Dabei ist Liebe in Heimkehr zu ihr nicht unbedingt etwas Einfaches und Klares: Ob Sympathie und körperliches Begehren allein ausreichen oder nicht vielmehr eine bestimmte Form von Vertrauen und Verständnis eine viel größere Rolle spielt, wird ausgelotet, und auch die Auswirkungen von Schuldgefühlen auf eine Beziehung sind nicht ohne Bedeutung.

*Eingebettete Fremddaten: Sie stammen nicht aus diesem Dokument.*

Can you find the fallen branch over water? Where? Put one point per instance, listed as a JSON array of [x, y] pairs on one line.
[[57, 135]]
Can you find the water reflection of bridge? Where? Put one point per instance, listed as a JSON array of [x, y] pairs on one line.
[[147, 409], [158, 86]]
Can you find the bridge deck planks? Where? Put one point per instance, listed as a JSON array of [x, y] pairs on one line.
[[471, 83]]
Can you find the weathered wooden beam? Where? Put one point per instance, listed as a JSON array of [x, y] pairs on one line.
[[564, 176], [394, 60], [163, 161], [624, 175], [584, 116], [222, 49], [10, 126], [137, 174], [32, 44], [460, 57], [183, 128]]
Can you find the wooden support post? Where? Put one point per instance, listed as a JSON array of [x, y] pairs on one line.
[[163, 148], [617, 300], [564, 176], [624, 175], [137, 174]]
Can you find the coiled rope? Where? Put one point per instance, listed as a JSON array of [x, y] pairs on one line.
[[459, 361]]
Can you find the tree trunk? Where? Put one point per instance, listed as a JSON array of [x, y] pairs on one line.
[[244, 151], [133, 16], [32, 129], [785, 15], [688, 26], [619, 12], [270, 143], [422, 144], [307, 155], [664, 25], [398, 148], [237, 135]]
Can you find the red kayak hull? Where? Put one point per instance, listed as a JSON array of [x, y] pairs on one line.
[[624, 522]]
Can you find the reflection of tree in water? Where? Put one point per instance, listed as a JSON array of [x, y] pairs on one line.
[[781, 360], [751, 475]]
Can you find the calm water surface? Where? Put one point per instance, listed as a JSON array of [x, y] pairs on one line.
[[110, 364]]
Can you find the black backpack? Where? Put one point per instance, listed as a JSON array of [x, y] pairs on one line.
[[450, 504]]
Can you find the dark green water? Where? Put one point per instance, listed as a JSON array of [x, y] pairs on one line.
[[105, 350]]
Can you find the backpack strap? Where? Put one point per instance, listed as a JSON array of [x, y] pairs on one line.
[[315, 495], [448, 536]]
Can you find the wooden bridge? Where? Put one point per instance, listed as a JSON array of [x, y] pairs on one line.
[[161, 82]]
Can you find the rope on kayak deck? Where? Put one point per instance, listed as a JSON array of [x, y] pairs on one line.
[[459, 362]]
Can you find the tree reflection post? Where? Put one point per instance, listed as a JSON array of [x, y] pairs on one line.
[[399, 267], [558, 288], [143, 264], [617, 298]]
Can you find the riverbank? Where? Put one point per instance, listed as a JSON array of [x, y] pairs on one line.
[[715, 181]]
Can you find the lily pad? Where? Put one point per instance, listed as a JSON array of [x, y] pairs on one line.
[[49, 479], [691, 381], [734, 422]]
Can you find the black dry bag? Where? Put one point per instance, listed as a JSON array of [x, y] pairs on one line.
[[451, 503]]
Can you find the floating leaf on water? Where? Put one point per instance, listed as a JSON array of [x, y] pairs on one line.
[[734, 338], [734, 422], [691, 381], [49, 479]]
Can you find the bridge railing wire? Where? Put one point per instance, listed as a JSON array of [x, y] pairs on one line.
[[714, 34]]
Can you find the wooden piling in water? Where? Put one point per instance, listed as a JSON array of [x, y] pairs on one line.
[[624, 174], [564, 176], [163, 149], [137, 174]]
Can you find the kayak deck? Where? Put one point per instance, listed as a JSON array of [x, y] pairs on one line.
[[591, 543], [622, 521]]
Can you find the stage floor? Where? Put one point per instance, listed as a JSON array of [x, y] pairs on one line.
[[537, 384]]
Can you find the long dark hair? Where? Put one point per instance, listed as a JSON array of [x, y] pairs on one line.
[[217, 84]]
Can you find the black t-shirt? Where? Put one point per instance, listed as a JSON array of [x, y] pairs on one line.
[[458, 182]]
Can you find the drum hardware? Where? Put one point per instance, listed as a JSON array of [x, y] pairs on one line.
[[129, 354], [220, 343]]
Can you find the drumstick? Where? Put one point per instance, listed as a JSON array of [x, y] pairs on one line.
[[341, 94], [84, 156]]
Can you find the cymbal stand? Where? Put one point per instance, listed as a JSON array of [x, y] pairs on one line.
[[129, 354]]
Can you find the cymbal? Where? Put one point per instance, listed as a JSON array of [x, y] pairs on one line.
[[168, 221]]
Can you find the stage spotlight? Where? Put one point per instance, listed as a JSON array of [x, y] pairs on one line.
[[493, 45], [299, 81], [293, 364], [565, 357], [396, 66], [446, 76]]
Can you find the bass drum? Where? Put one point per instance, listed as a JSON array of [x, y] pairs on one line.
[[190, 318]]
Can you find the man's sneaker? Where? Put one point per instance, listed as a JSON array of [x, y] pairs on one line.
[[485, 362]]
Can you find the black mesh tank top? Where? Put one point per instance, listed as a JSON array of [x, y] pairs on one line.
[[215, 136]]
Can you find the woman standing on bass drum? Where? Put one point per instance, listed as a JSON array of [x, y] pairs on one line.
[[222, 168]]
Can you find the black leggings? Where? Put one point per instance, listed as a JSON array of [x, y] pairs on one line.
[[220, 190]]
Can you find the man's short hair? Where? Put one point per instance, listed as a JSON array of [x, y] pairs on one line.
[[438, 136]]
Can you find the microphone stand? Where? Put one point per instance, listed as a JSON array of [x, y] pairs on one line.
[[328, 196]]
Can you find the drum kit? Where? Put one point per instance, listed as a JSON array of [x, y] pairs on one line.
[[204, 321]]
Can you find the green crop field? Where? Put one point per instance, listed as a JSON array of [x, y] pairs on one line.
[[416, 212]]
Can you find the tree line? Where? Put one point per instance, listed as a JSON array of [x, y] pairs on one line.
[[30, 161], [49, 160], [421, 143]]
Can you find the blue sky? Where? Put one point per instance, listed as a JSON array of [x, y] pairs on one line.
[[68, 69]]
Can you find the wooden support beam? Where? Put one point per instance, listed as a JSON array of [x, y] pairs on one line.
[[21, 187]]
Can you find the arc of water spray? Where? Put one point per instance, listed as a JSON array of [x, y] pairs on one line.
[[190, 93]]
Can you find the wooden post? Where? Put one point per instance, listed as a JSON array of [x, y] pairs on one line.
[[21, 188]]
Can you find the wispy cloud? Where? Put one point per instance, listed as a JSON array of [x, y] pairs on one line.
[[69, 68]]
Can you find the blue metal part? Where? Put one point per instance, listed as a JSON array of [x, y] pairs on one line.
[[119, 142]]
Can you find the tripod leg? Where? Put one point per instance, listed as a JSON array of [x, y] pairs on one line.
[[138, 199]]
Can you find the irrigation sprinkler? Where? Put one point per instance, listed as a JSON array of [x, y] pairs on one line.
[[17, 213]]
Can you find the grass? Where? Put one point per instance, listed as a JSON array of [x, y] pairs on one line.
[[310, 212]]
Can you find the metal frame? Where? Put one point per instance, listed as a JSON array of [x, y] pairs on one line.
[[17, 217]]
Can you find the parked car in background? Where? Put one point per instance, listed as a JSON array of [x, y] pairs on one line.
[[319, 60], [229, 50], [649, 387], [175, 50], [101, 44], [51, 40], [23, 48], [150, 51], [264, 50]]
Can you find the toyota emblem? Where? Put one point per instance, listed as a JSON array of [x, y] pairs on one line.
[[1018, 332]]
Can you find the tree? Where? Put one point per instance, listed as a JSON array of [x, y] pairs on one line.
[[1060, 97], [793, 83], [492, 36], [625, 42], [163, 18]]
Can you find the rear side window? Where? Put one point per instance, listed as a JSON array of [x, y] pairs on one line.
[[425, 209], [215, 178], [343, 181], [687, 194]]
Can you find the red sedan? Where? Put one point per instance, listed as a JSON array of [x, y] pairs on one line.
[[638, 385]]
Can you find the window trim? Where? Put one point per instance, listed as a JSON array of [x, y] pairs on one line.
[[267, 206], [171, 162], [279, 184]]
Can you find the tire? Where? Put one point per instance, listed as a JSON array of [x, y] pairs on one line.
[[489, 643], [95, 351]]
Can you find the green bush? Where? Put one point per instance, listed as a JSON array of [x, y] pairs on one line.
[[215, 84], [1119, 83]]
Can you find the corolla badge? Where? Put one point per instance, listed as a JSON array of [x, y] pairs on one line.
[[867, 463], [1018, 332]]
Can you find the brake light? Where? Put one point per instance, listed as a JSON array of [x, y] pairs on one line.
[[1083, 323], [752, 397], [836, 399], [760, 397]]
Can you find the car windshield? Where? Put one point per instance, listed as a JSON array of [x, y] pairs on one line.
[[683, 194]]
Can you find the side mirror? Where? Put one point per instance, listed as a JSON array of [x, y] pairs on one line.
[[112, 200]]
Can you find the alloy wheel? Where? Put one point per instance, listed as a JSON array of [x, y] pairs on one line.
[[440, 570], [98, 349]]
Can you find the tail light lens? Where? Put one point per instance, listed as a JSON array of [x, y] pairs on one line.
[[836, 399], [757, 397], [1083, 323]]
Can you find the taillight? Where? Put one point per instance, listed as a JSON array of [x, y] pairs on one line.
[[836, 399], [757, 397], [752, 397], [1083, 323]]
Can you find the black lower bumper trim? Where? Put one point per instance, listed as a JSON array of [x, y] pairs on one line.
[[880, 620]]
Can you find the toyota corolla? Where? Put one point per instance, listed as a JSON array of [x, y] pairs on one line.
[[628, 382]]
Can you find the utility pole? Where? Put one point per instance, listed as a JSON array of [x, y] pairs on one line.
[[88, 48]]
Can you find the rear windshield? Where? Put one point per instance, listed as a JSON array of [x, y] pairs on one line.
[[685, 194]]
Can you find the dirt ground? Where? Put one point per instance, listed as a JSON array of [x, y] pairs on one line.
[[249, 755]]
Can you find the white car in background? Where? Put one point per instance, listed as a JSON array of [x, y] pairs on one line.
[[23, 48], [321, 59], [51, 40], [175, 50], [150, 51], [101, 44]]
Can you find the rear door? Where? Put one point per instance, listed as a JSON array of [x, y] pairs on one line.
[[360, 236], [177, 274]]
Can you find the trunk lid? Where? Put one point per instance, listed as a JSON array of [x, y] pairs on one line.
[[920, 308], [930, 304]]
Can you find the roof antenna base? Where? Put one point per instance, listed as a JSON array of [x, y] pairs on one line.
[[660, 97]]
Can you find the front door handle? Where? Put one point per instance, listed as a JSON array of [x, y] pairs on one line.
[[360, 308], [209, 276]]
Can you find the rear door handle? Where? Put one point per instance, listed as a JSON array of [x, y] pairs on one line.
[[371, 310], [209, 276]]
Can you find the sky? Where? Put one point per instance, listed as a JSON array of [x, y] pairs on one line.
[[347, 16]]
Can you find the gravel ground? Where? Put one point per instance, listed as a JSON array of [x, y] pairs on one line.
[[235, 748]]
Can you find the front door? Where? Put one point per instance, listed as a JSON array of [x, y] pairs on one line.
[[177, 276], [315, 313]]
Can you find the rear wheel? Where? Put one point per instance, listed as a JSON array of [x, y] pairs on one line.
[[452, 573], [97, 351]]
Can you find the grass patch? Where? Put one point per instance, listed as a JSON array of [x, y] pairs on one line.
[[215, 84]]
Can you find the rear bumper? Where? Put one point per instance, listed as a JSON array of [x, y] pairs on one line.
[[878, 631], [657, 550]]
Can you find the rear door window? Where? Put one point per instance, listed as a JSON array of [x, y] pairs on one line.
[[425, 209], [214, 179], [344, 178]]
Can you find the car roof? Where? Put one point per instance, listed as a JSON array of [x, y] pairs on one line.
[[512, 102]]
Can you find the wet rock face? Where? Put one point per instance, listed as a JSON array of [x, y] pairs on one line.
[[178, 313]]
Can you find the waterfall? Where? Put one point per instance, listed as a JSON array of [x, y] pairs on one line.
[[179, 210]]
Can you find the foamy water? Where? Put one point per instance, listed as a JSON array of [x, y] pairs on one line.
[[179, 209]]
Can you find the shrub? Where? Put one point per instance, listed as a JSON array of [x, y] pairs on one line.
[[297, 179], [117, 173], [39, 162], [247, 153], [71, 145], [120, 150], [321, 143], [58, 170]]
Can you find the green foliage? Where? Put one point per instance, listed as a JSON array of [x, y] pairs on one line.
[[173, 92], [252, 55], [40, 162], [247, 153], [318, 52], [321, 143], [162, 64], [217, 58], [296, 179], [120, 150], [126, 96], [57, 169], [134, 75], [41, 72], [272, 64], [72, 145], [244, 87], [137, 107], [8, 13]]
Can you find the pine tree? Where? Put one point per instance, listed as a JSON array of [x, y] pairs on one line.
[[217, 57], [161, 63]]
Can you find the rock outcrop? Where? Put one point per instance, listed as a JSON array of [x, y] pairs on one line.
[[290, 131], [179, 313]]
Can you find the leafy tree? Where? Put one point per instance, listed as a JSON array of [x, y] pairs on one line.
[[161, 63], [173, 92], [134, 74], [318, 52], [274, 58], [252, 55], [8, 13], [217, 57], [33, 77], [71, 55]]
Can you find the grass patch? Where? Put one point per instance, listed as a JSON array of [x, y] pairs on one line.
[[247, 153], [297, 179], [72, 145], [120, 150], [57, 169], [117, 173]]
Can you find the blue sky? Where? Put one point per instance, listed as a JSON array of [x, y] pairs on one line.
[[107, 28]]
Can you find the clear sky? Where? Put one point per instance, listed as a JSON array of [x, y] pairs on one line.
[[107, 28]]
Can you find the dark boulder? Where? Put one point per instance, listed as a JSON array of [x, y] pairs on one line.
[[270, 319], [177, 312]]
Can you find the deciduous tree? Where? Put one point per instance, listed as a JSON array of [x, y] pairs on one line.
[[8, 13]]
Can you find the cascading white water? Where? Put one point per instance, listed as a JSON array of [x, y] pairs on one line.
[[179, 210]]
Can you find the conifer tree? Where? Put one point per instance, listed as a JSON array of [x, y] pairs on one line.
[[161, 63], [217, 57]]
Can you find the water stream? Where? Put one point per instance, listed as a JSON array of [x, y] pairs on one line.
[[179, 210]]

Auch sonst entspricht Karen nicht unbedingt dem Klischee: Zwar liebt sie Frauen, aber schrille Pride-Paraden und alles, was damit einhergeht, sind für sie – anders als für die forsche Kaylee – nicht das Wahre.
In mehreren Passagen wird auf zwei Zeitebenen erzählt: Ohne Karens von der Freundschaft mit Janet geprägte Jugend ist ihre Gegenwart nicht verständlich, und so wird verflochten mit der Jetztzeit des Romans Stück für Stück enthüllt, wie die beiden sich kennenlernten, ein gemeinsames Lieblingsmusical entdeckten, einen Trauerfall bewältigten und miteinander erwachsen wurden – aber auch, was sie auseinanderbrachte und bisher nicht aufgearbeitet ist. Auch die frühere, von Sinnlichkeit geprägte Beziehung zwischen Karen und Kaylee wird in Rückblicken beleuchtet.
Angesichts all der ernsten Themen, die im Roman behandelt werden und einem durchaus an die Nieren gehen können, ist es gut, dass hier und da ein Funke von Humor in Karens Erzählperspektive aufblitzt und mit dem niedlichen Nick und einigen kulinarischen Genüssen – an Pizza herrscht kein Mangel! – ein Ausgleich geboten wird. Am Ende jedenfalls überwiegt das Tröstliche, und eine Lektüre abseits des Gewohnten und schon vielfach Gelesenen ist Heimkehr zu ihr ohnehin.
Jutta Swietlinski: Heimkehr zu ihr. Fulda 2020, E-Book; auch als Taschenbuch (522 Seiten) erhältlich.